The IOC also avoids answering this question, passing the buck to the local authorities, who have sovereignty in this matter. "The security arrangements for the Olympic Games are the responsibility of the local authorities and are implemented according to the context of each edition of the Games," the organism said.

In addition to the above-mentioned countries, the United States and Israel (which suffered the sadly remembered attack in Munich in 1972), there will be several countries in conflict, such as Iran, Palestine, Syria, Ukraine, Russia and Belarus (albeit as neutrals).

At the moment, there are major armed conflicts in Burkina Faso, Somalia, Sudan, Yemen, Myanmar or Nigeria in a world in turmoil, where armed conflicts and internal problems and conflicts between neighbouring countries have quadrupled (since Sidney 2000).

Many athletes will go to the Village with latent conflicts and Olympic Villages are risky places. Hosting nations in conflict during the Olympic Games "has happened many times and organisers have always known how to deal with it," a member of the Organising Committee's Athletes' Commission told AFP on condition of anonymity in the summer of 2023.

A police officer stands close to some athletes as they walk in the Olympic Village at Rio 2016. GETTY IMAGES
A police officer stands close to some athletes as they walk in the Olympic Village at Rio 2016. GETTY IMAGES

"We are taking the necessary security measures inside the Village to ensure the safety of the athletes.
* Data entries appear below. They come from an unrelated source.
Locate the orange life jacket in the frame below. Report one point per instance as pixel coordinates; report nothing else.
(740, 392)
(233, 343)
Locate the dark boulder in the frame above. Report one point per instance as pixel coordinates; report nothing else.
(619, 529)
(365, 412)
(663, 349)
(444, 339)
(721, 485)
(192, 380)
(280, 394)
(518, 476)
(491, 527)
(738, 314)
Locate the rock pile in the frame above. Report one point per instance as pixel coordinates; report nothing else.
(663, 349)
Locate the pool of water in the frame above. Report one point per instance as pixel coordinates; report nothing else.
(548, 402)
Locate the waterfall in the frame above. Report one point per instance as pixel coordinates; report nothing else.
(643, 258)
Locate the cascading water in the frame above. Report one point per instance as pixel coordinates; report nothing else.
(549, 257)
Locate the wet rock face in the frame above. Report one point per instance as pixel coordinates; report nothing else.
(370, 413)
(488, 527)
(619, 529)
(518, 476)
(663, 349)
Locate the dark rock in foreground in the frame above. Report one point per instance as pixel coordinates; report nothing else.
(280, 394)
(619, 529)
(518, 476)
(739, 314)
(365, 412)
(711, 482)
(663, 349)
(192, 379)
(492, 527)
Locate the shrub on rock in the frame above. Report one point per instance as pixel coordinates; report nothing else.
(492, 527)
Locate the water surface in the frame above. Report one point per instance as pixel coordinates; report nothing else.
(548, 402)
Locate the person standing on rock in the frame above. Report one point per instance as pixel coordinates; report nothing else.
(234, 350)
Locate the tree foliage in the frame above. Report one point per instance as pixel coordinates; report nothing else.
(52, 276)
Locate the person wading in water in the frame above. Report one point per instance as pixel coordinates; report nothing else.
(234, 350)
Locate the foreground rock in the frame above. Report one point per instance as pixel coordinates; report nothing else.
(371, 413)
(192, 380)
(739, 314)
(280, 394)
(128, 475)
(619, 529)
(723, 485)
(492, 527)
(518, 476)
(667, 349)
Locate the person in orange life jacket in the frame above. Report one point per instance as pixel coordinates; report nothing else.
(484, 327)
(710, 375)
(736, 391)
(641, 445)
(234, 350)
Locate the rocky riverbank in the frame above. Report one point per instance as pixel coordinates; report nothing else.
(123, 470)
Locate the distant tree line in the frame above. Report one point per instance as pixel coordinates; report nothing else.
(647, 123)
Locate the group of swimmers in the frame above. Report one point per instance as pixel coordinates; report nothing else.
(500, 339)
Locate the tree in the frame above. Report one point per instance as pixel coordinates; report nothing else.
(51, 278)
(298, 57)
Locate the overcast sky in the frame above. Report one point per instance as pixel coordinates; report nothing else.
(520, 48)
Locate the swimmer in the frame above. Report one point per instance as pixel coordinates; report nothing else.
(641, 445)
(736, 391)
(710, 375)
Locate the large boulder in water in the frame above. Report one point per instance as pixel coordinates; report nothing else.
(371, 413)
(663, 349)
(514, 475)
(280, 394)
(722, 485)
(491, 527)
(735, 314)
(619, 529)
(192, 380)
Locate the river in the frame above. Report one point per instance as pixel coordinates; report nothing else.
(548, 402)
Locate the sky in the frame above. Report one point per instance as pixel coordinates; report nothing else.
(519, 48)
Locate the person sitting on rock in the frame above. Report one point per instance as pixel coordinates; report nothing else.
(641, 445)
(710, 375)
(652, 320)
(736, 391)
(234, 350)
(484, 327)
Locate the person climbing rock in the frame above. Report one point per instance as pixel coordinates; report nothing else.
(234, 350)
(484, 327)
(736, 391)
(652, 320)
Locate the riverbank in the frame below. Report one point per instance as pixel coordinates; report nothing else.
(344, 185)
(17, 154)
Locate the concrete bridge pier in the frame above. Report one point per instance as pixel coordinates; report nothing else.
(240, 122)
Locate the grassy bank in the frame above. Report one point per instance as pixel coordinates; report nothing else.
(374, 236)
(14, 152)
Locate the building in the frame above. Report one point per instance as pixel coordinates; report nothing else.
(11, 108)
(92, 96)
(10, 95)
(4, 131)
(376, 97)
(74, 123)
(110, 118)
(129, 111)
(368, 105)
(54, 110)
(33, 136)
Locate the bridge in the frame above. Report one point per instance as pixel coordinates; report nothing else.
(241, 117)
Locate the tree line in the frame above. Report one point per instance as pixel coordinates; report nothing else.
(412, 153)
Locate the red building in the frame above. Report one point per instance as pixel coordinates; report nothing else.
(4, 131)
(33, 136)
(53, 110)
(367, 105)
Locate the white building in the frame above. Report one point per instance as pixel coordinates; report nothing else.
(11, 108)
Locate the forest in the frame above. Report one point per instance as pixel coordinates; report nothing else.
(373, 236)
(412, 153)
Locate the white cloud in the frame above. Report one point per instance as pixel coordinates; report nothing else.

The work is being done in collaboration with each committee so that everyone feels safe in the Village," said Laurent Michaud, Director of the Olympic Village.

"The delegation itself decides on its own security measures and is free to decide on its own measures if it deems it necessary," added Laurent Michaud, who knows, or should know, that no country can do this without French approval, as it would violate its sovereignty.

When the journalist went a little further and tried to ask whether or not the delegations have the right to be accompanied by armed security officers in the village, Laurent Michaud preferred silence, evasions or the simple affirmation of "not knowing", which is unlikely given his high position, although his public stance is understandable.

These actions leave the door open to the application of the ancient Greek proverb "silence implies consent", which has been copied and used in many European countries with their own versions (England, Italy, Spain, among others, have theirs), as well as in France itself: "Qui ne dit mot, consent" ("He who says nothing, consents").